Непонятно было, что она могла бы делать. Непонятно было даже, как она могла бы найти его на праздничных, гудящих улицах, но Аля вскочила, как подброшенная невидимой пружиной.
Она уже не могла рассуждать здраво и спокойно, не могла оставаться в неподвижном неведении!..
Бросив сумку на ступеньках перед подъездом, она побежала к выходу из двора – на улицу, в этот огромный город, в котором исчез Андрей!

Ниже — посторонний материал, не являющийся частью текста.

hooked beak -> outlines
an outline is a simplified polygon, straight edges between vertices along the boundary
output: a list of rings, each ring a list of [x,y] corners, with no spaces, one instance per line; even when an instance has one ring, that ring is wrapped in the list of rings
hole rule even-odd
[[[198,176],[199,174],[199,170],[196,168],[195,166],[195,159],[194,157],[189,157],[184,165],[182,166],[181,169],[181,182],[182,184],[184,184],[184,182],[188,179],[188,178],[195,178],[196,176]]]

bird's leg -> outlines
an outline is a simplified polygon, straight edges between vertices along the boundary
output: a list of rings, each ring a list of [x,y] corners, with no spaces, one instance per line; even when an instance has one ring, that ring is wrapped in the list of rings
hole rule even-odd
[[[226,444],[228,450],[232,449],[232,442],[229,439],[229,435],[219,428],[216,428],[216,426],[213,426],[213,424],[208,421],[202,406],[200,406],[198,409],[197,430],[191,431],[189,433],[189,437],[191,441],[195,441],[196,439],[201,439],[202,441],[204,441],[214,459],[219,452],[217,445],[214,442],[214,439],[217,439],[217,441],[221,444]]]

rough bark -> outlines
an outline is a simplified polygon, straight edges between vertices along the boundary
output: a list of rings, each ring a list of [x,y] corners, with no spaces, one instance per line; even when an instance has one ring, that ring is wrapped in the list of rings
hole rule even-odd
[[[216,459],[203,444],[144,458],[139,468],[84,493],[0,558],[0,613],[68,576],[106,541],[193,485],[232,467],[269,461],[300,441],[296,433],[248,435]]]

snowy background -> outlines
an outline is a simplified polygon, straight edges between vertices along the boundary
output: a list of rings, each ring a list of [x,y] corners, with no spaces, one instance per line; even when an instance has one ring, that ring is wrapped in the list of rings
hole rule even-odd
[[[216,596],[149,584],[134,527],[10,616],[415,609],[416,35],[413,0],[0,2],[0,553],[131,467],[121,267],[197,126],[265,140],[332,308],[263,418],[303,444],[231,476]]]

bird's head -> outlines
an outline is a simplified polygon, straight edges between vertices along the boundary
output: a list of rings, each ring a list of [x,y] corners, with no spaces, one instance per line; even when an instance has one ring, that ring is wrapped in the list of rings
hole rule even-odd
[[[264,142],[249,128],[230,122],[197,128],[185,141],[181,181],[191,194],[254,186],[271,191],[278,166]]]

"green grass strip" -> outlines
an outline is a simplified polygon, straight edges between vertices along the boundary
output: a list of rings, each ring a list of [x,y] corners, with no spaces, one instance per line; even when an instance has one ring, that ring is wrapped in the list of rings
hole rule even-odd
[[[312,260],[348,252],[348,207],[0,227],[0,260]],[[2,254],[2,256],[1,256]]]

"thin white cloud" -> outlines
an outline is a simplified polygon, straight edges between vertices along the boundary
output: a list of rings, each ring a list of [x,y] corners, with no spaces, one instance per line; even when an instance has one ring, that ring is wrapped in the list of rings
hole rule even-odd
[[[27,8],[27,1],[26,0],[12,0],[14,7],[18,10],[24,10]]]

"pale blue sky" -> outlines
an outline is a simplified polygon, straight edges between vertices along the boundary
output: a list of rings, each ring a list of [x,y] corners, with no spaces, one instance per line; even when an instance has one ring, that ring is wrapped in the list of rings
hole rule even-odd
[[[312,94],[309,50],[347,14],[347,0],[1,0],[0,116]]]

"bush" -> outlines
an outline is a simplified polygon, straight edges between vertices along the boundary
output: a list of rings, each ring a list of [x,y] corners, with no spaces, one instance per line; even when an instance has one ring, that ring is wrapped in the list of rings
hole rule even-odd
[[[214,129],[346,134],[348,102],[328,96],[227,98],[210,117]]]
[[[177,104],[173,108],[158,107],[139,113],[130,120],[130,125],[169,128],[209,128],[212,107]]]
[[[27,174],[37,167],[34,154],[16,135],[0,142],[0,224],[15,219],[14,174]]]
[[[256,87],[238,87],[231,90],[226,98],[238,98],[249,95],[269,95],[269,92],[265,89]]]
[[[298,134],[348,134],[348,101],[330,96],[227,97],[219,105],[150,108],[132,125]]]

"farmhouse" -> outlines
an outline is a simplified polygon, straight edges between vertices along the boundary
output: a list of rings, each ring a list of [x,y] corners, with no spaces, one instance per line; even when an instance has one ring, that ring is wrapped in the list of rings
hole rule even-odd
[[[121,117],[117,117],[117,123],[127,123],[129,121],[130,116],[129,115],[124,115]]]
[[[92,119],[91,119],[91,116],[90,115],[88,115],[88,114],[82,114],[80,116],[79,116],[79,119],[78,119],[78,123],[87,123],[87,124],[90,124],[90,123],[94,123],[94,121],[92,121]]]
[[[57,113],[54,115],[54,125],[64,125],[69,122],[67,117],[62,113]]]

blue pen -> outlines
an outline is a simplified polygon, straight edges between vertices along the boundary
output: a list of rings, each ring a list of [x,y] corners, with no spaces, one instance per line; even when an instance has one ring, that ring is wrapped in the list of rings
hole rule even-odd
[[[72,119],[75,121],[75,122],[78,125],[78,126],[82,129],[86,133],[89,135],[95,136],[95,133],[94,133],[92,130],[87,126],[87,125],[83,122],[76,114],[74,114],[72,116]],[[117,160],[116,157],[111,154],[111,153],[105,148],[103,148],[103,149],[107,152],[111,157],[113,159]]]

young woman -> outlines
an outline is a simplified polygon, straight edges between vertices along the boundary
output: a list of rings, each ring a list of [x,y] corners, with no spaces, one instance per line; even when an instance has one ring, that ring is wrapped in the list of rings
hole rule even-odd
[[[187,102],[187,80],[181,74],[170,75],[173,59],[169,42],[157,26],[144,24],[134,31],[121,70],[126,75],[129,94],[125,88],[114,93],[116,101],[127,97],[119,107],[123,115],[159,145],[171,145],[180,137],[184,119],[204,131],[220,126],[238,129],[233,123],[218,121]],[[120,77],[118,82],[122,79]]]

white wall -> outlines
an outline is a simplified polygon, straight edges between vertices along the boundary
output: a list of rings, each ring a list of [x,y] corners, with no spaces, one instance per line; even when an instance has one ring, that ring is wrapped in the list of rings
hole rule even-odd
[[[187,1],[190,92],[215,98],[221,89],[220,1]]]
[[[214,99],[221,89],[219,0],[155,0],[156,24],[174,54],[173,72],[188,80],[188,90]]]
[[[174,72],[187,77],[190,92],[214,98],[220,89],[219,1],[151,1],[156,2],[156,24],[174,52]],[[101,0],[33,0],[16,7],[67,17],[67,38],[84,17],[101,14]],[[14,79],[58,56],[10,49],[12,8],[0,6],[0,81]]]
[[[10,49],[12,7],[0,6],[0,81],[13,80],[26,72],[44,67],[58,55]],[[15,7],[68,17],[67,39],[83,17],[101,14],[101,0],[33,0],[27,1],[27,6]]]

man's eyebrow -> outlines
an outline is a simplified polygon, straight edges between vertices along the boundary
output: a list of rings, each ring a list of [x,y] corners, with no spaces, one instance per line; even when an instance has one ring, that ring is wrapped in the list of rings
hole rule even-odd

Как назло, в самый неподходящий момент расстегнулся ремешок на босоножке, и Аля едва не упала, потому что та слетела с ноги прямо на бегу. Она на секунду остановилась, досадуя на глупую помеху, наклонилась, присела на корточки и стала шарить по земле, чтобы поскорее найти босоножку или снять вторую и бежать босиком, как вдруг почувствовала, что голова ее уткнулась в чье-то колено.
Походка у Андрея была такая, что Аля не слышала его шагов, хотя только к ним и прислушивалась, только их и ждала услышать все это время. От неожиданности, от растерянности она села на асфальт и машинально вцепилась обеими руками в его брюки.